- Born: 1 September 1926 Glasgow, Scotland
- Died: 23 March 1946 (aged 19) Hong Kong
- Allegiance: United Kingdom
- Branch: British Army
- Rank: Driver
- Service number: T/14858103
- Unit: Royal Army Service Corps
- Conflicts: Second World War
- Awards: George Cross

= Joe Hughes (British Army soldier) =

Recipient of the George Cross

Joseph Hughes, GC (1 September 1926 – 23 March 1946) was a British soldier and a recipient of the George Cross, awarded for the gallantry he displayed on 21 March 1946 in Lyemun Barracks in Hong Kong. Notice of his award appeared in the London Gazette of 26 June 1947.

==Military career==
The 19-year-old Hughes was driving a 3-ton truck full of cleared ammunition and explosives into the magazine area when it caught fire.

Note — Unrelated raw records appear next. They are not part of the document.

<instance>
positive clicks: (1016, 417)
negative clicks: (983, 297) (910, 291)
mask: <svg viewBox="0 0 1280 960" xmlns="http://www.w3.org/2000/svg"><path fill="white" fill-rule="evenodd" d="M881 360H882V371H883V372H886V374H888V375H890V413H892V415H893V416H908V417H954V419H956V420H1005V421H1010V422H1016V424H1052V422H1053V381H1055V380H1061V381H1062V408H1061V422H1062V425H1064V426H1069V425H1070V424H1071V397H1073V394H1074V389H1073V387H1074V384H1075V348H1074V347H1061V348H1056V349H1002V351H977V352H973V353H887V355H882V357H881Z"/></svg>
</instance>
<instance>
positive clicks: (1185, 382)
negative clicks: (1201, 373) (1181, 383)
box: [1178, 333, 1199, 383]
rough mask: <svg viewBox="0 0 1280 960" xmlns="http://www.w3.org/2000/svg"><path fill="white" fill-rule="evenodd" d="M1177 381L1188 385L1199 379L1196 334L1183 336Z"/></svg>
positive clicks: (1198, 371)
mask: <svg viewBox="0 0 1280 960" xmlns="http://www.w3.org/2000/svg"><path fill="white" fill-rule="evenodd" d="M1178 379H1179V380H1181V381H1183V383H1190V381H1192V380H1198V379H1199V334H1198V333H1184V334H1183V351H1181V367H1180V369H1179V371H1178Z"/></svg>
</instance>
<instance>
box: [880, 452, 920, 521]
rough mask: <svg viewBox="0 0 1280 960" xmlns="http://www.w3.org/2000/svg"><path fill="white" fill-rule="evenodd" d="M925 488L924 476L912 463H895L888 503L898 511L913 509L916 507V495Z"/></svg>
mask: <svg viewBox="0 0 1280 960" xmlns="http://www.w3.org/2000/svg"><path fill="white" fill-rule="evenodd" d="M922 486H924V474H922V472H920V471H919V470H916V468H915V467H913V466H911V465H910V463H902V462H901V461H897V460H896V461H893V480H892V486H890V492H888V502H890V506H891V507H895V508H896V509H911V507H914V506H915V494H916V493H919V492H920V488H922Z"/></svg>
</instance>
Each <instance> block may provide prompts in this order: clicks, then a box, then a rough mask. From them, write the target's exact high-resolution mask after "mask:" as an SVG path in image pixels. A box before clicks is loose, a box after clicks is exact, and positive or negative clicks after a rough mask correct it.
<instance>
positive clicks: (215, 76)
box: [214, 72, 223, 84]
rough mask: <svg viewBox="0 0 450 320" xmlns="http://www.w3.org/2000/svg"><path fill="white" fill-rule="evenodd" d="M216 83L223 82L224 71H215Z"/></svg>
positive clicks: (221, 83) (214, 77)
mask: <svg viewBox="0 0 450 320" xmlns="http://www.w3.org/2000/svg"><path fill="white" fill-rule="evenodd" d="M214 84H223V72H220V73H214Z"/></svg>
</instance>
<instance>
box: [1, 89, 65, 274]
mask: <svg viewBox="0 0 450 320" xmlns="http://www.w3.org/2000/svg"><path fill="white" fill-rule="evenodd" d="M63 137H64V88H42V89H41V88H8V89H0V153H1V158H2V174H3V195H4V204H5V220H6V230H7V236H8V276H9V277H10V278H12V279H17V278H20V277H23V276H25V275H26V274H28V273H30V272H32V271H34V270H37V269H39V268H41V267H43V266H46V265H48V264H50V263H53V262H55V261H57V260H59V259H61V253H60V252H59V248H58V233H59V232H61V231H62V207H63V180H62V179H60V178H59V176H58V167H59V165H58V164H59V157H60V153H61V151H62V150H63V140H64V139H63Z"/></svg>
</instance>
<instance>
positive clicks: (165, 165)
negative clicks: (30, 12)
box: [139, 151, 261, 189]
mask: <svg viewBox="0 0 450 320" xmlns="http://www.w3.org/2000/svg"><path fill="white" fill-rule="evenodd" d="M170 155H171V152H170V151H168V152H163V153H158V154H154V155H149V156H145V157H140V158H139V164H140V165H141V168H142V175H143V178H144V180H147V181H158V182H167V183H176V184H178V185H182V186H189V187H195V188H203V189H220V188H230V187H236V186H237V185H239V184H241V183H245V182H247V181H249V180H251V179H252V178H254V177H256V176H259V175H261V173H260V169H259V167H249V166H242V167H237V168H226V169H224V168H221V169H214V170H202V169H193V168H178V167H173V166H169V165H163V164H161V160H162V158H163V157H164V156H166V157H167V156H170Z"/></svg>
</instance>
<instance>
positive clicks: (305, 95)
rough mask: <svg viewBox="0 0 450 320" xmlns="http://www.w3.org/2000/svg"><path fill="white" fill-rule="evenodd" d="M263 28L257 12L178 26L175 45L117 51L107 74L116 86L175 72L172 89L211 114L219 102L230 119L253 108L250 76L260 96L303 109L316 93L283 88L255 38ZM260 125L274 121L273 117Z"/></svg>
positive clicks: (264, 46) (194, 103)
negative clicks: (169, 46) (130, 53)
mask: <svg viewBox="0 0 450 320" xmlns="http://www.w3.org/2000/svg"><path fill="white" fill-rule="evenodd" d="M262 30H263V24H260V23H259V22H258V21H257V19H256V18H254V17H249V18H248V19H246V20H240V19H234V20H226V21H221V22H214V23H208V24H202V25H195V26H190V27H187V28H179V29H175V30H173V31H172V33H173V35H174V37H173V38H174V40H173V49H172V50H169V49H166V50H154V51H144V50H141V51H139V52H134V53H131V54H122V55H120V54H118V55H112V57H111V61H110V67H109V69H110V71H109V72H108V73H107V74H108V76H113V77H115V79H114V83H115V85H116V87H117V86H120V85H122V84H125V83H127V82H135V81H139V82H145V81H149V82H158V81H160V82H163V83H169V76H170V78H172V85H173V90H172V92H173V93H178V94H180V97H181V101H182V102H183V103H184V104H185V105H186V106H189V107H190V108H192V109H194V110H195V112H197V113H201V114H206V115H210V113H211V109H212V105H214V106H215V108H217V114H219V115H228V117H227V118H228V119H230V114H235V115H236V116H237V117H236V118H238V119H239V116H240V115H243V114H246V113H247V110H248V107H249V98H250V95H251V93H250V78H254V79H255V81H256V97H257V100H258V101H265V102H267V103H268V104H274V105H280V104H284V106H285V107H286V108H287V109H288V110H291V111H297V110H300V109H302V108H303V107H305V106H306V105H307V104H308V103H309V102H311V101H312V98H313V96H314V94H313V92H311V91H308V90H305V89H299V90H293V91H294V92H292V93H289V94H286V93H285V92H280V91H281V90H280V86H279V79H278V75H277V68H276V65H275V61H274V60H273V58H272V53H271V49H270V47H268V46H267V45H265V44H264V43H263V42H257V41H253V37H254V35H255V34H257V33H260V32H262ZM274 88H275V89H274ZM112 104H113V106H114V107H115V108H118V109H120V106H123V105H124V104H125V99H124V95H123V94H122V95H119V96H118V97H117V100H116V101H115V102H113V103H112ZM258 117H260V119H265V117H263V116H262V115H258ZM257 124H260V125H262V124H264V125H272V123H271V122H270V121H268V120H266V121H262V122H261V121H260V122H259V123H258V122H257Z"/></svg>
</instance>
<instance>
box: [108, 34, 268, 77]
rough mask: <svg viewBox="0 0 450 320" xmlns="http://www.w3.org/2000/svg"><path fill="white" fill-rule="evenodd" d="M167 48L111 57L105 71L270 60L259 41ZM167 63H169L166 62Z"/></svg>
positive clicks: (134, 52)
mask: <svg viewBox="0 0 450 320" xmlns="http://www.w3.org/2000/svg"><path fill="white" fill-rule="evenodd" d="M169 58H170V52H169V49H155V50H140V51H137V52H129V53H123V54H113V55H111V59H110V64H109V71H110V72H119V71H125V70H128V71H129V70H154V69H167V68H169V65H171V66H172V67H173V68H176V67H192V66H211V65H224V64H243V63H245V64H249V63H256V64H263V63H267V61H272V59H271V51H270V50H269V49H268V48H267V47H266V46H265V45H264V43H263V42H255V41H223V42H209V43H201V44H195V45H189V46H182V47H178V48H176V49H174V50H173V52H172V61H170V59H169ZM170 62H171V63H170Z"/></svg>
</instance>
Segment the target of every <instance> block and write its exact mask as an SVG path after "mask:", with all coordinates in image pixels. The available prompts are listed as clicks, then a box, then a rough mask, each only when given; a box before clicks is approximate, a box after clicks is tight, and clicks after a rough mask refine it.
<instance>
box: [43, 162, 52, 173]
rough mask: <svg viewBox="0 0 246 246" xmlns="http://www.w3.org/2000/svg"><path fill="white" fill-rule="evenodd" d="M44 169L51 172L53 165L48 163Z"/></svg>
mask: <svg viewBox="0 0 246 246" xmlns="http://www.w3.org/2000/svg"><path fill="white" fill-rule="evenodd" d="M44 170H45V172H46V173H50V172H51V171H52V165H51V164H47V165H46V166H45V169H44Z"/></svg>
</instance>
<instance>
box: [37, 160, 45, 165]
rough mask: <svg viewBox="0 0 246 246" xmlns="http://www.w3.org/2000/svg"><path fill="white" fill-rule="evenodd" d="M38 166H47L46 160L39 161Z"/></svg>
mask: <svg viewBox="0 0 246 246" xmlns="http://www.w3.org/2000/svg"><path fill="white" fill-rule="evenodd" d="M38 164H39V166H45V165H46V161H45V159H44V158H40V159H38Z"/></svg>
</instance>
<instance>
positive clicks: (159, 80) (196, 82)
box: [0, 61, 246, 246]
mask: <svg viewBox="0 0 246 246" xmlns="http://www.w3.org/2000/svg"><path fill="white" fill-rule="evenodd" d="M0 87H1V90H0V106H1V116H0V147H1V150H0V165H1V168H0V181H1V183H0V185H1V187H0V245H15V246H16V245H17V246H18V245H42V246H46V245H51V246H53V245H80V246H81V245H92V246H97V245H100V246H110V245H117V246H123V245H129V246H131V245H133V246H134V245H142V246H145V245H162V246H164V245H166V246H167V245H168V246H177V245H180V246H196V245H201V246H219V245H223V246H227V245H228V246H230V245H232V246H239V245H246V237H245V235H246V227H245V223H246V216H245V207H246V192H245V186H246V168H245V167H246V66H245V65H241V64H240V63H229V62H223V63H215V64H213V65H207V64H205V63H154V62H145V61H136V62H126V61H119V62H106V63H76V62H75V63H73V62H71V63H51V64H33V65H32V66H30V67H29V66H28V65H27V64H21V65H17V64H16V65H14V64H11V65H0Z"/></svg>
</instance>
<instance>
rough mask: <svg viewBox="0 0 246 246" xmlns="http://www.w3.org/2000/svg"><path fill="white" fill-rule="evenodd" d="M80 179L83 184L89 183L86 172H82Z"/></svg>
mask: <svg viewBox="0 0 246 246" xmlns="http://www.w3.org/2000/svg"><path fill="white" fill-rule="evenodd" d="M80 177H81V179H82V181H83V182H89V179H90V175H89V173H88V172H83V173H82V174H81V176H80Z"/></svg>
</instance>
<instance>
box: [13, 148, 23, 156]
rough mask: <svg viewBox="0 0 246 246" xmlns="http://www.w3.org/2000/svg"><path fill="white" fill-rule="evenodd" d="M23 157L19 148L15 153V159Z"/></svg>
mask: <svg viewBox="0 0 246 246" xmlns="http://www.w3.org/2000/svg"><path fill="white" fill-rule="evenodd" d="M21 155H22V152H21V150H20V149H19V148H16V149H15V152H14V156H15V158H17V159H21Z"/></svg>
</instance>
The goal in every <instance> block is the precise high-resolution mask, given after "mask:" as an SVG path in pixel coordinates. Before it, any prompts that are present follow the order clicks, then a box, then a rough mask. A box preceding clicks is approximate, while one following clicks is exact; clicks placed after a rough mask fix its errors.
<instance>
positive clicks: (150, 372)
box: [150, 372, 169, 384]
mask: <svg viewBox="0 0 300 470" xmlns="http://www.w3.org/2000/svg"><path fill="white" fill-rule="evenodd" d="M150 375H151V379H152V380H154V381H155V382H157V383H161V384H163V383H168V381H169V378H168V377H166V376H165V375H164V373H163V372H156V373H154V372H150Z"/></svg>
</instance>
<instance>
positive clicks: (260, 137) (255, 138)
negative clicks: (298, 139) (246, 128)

Knowing it could explode at any moment, he tried to remove the burning camouflage netting and, when that failed, tackled the developing blaze with fire extinguishers. Despite his efforts the lorry exploded and Hughes died two days later of his wounds.

A plaque containing a replica of his medal and summary of his action hangs in the St. Francis Centre in the Gorbals in Glasgow, where Hughes was born.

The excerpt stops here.